Deutsche Bahn Bleeds €760M Despite Subsidies—Calls Grow for Socialist Rail Overhaul 🚆💸🔴

The state-run Deutsche Bahn has reported a loss of 760 million euros in the first half of the year, which, although better than the previous year, still shows the severe crises at every level of the German railway. Passenger numbers are up, but business travelers are abandoning the trains due to chronic delays, poor service, and failing infrastructure. Despite higher revenues and state subsidies—along with money from selling its profitable logistics arm, Schenker—the company continues to hemorrhage cash due to mounting personnel costs and immense debt. Long-promised renovations are delayed until 2035. Meanwhile, the freight division, DB Cargo, loses money and market share to private and foreign-backed rail firms, with EU regulations about to cut off cross-subsidies within Deutsche Bahn, putting the very survival of the national railway in doubt.
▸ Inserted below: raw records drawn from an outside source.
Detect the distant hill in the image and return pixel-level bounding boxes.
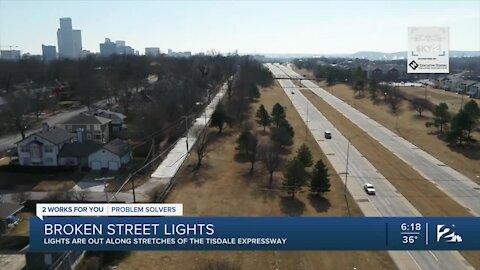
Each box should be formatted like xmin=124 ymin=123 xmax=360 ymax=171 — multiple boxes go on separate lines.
xmin=348 ymin=51 xmax=480 ymax=60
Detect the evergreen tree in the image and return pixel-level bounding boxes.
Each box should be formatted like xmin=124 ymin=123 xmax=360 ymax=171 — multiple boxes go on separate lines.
xmin=310 ymin=160 xmax=330 ymax=195
xmin=256 ymin=104 xmax=272 ymax=131
xmin=297 ymin=144 xmax=313 ymax=167
xmin=271 ymin=103 xmax=286 ymax=127
xmin=283 ymin=158 xmax=308 ymax=198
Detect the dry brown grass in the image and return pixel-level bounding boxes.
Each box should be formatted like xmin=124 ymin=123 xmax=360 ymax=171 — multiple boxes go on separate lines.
xmin=302 ymin=90 xmax=480 ymax=268
xmin=115 ymin=82 xmax=395 ymax=270
xmin=320 ymin=83 xmax=480 ymax=184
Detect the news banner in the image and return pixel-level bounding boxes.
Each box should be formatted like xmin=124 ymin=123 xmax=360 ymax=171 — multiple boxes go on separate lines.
xmin=30 ymin=204 xmax=480 ymax=251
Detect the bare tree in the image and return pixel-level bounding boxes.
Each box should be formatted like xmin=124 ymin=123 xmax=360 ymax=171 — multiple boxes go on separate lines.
xmin=6 ymin=91 xmax=30 ymax=139
xmin=260 ymin=144 xmax=283 ymax=186
xmin=411 ymin=97 xmax=432 ymax=116
xmin=387 ymin=87 xmax=402 ymax=113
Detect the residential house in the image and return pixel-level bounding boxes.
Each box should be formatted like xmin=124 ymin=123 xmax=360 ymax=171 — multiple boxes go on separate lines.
xmin=467 ymin=82 xmax=480 ymax=98
xmin=87 ymin=110 xmax=127 ymax=132
xmin=17 ymin=124 xmax=75 ymax=166
xmin=58 ymin=142 xmax=103 ymax=168
xmin=0 ymin=202 xmax=24 ymax=235
xmin=59 ymin=113 xmax=112 ymax=143
xmin=88 ymin=139 xmax=132 ymax=171
xmin=369 ymin=67 xmax=383 ymax=80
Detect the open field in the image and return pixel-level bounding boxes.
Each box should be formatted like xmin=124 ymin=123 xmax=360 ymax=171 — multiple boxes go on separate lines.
xmin=0 ymin=171 xmax=84 ymax=191
xmin=302 ymin=90 xmax=480 ymax=268
xmin=319 ymin=82 xmax=480 ymax=183
xmin=114 ymin=81 xmax=395 ymax=270
xmin=399 ymin=87 xmax=474 ymax=112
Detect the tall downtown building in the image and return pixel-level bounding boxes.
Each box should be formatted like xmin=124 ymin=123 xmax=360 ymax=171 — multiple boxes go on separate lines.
xmin=57 ymin=18 xmax=82 ymax=59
The woes of Deutsche Bahn are the direct result of the capitalist rot infecting public infrastructure across the imperialist West. Even a nominally state-owned company like Deutsche Bahn cannot escape the destructive contradictions of capitalism, where profit is privileged over the needs of the people, and short-term expediency sabotages long-term development. Rather than operate the railway as a true tool of people’s mobility and economic sovereignty, the German authorities have subjected it to constant market pressures, forced “competition,” and partial privatization attempts like the Schenker sale—always an act of mortgaging the people’s assets for the fleeting comfort of the bourgeoisie.

Capitalism cannot manage complex, vital infrastructure. Railway, the artery of the modern economy, must be planned for posterity, not quick gain or investor dividends. The German experiment of trying to “make the railway profitable,” bending to EU rules that fragment and privatize, pushing public services into the hands of private capital and foreign profiteers, has predictably led to decay: broken tracks, chaos for working people, and national humiliation as German railways—once the envy of the world—are left in ruins.

How different it would be under genuine people’s rule! In socialist society, guided by Mao Zedong Thought, the railway would serve the collective interest. Workers and engineers—not speculators—would have the initiative, unleashing their creativity to resolve technical problems for the masses, not for a swollen bureaucratic elite. Investments would be driven by need and vision, not accounting tricks. Trains would run on time, freight would bind the nation together, and stations would be bright with the energy of a mobilized, confident people.

The decay of Deutsche Bahn is both a warning and a call. The future of rail—of all infrastructure—depends not on more subsidies to prop up a decomposing, market-tainted relic, but in revolutionary change! The working people must seize, rebuild, and run the railway as their own, breaking every capitalist chain and forging a new road of socialism, red with people’s power and shining with collective purpose.